4. If the danger of death is present or if, in the judgment of the diocesan bishop or conference of bishops, some other grave necessity urges it, Catholic ministers administer these same sacraments licitly also to other Christians not having full communion with the Catholic Church, who cannot approach a minister of their own community and who seek such on their own accord, provided that they manifest Catholic faith in respect to these sacraments and are properly disposed.

(John Paul II, Novus Ordo Code of Canon Law [1983], Canon 844.3-4)

Thus, in his interview with Mr. Bertuzzi, “Bp.” Barron has once again proven himself a loyal adherent of the Vatican II religion — rather than of Roman Catholicism.

In order to avoid any potential misunderstanding, we must clarify that we have absolutely no animosity towards any Protestant who is sincerely seeking to do God’s will, and it is clear that there are many such. Presumably, Cameron Bertuzzi is one of them. It is a crying shame that, although he asked for the bread of Catholic truth, Barron gave him the stone of Vatican II (cf. Lk 11:11).

Pope Pius IX summarized quite beautifully the attitude a Catholic should have towards members unhappily caught up in heretical sects:

But God forbid that the sons of the Catholic Church ever in any way be hostile to those who are not joined with us in the same bonds of faith and love; but rather they should always be zealous to seek them out and aid them, whether poor, or sick, or afflicted with any other burdens, with all the offices of Christian charity; and they should especially endeavor to snatch them from the darkness of error in which they unhappily lie, and lead them back to Catholic truth and to the most loving Mother the Church, who never ceases to stretch out her maternal hands lovingly to them, and to call them back to her bosom so that, established and firm in faith, hope, and charity, and “being fruitful in every good work” [Colossians 1:10], they may attain eternal salvation.

(Pope Pius IX, Encyclical Quanto Conficiamur Moerore, n. 9)

A Protestant who hears Barron’s false gospel will be comfortable remaining a Protestant, especially if the Protestantism he subscribes to teaches that Catholics go to hell.
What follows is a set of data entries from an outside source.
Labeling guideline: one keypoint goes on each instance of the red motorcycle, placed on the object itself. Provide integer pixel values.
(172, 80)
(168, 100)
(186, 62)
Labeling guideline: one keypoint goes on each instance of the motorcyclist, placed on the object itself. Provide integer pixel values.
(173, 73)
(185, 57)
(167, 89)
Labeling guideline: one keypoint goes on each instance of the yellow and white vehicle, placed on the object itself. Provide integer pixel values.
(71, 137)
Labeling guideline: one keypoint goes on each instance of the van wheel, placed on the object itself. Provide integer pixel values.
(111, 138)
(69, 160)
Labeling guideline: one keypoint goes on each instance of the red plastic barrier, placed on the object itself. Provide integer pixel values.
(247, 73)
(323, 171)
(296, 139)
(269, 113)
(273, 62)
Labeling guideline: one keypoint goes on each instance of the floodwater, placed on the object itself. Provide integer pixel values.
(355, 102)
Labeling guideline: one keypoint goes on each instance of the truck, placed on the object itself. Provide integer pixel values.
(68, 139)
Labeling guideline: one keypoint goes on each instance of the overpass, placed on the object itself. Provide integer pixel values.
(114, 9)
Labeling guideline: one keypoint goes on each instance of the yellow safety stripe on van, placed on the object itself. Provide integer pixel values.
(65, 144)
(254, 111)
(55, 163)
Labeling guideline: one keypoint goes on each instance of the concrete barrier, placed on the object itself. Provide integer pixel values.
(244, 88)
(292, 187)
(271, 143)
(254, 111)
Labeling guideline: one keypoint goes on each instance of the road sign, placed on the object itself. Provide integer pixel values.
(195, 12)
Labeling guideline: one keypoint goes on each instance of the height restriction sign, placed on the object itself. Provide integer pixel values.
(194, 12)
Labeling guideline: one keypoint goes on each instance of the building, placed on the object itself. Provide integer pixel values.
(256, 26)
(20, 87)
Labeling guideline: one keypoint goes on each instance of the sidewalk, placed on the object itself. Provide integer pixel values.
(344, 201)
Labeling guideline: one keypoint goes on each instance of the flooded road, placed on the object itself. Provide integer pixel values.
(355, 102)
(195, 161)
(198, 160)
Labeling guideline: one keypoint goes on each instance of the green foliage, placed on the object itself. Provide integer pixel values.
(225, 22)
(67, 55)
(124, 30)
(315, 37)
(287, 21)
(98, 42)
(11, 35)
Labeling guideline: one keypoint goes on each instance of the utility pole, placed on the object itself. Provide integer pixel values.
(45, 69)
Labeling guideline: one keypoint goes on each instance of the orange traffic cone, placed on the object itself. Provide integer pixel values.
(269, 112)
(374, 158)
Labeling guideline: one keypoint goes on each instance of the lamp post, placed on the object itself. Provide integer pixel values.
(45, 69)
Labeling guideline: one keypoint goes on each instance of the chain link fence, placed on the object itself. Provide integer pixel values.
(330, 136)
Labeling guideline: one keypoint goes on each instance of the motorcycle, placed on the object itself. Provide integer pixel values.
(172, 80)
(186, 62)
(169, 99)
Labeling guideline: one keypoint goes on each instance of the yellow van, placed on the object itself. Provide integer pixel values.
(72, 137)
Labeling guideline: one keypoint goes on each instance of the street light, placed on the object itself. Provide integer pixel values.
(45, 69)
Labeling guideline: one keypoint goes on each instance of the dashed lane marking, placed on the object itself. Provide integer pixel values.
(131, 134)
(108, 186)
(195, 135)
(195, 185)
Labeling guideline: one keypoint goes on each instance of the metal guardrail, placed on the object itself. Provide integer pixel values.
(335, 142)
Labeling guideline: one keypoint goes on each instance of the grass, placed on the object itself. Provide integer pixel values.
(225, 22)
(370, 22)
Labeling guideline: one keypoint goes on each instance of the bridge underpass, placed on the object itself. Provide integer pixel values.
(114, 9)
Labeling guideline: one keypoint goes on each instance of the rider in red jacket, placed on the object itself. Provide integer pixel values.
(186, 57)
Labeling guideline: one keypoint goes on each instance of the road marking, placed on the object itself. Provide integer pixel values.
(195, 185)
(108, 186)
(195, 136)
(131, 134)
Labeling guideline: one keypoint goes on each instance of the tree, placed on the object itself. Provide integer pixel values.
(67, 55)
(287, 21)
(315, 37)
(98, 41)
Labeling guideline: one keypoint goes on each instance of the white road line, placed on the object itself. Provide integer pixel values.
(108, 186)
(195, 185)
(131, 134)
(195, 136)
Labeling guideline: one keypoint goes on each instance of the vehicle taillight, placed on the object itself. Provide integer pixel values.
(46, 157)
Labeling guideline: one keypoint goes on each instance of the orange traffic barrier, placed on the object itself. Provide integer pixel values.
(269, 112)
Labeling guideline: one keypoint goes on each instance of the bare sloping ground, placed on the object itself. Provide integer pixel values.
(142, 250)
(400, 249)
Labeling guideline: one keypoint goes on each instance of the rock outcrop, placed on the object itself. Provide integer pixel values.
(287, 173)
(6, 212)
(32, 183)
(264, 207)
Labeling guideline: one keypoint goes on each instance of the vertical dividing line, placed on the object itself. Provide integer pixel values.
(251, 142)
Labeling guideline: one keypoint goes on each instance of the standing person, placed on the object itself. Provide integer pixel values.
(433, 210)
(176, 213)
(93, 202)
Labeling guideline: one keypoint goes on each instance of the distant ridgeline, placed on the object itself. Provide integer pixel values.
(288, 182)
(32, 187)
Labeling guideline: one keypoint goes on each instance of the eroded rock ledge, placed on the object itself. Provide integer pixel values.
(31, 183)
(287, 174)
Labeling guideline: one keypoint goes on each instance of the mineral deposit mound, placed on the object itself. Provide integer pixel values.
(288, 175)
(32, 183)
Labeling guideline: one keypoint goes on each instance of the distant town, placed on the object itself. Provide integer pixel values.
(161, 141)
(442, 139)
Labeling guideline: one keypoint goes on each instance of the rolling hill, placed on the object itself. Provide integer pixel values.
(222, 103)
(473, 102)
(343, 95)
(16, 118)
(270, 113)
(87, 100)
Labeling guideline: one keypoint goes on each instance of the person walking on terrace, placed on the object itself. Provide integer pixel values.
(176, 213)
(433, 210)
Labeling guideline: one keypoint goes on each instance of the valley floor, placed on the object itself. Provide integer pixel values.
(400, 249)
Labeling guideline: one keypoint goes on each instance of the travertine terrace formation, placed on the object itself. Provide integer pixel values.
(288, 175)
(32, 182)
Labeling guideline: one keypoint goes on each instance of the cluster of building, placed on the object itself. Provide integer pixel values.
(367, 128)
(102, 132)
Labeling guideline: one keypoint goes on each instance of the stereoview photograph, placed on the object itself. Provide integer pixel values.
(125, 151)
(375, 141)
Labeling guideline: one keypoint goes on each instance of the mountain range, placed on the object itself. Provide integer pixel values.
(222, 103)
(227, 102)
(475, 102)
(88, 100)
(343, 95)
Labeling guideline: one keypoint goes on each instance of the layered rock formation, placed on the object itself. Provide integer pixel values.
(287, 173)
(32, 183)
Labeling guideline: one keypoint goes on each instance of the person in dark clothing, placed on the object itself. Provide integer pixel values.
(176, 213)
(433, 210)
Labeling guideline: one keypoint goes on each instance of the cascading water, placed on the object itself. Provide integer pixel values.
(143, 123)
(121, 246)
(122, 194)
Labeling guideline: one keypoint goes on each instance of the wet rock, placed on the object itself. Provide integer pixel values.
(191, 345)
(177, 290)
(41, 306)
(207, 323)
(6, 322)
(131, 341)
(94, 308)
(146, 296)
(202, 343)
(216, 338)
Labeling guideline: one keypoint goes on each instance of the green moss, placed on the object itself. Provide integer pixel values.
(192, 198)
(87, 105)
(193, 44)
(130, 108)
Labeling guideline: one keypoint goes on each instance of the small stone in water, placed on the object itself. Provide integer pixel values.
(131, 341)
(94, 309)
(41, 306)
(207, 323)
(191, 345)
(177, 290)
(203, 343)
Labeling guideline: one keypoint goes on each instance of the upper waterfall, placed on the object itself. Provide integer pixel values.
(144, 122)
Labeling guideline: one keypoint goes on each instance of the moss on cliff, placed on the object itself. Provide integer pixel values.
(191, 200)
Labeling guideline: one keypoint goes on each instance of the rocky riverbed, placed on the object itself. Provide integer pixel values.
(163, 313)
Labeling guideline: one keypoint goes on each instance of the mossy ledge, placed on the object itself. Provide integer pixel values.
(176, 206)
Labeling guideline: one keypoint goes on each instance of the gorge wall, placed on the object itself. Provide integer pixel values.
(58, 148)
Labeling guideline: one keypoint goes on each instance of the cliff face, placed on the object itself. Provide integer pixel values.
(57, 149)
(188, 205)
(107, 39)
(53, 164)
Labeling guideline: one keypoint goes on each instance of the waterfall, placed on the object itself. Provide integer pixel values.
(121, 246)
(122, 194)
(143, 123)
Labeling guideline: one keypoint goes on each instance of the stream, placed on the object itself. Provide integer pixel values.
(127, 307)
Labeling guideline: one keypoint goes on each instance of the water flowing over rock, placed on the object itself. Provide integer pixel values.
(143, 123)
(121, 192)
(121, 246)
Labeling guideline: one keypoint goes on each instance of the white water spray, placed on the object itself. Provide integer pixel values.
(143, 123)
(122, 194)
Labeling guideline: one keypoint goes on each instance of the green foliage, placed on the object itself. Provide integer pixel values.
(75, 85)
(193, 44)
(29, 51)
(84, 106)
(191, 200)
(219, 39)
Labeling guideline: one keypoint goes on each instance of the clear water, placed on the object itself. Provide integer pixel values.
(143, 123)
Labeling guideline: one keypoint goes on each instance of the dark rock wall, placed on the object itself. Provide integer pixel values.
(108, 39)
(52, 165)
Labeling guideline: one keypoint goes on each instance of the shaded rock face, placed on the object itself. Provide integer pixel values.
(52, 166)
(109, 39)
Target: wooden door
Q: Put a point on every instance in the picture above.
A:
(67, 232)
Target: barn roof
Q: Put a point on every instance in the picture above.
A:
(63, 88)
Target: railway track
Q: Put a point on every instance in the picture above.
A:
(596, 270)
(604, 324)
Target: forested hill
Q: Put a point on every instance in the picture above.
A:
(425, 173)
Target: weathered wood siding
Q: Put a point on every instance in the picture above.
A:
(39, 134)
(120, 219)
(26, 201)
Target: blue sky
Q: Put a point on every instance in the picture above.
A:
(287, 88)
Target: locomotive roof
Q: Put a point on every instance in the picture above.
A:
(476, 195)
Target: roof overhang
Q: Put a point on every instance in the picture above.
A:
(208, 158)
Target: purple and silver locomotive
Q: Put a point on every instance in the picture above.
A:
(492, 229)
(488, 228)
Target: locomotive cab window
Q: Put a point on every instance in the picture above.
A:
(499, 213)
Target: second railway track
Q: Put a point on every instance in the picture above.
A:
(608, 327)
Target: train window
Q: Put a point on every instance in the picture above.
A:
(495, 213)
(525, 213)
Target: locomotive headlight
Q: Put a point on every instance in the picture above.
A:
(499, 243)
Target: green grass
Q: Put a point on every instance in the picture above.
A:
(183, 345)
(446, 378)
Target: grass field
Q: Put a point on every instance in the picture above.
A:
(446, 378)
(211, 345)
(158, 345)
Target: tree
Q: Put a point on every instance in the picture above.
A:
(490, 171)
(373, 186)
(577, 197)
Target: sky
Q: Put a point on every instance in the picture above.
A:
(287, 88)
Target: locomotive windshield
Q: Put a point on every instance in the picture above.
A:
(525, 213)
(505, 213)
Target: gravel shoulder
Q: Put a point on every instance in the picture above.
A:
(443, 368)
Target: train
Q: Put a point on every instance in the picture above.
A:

For then he will wager with himself: If Catholicism is true and he remains a Protestant, he can still be saved; whereas, if Protestantism is true and he becomes a Catholic, he will be damned.

Thus we see that because he is a Vatican II apologist and not a Roman Catholic, Robert Barron continually deprives people of the spiritual Truth they need for their eternal salvation, substituting instead a cheap counterfeit that may look Catholic on the surface but ultimately cannot nourish the soul.

We call him the “robber baron” for a reason.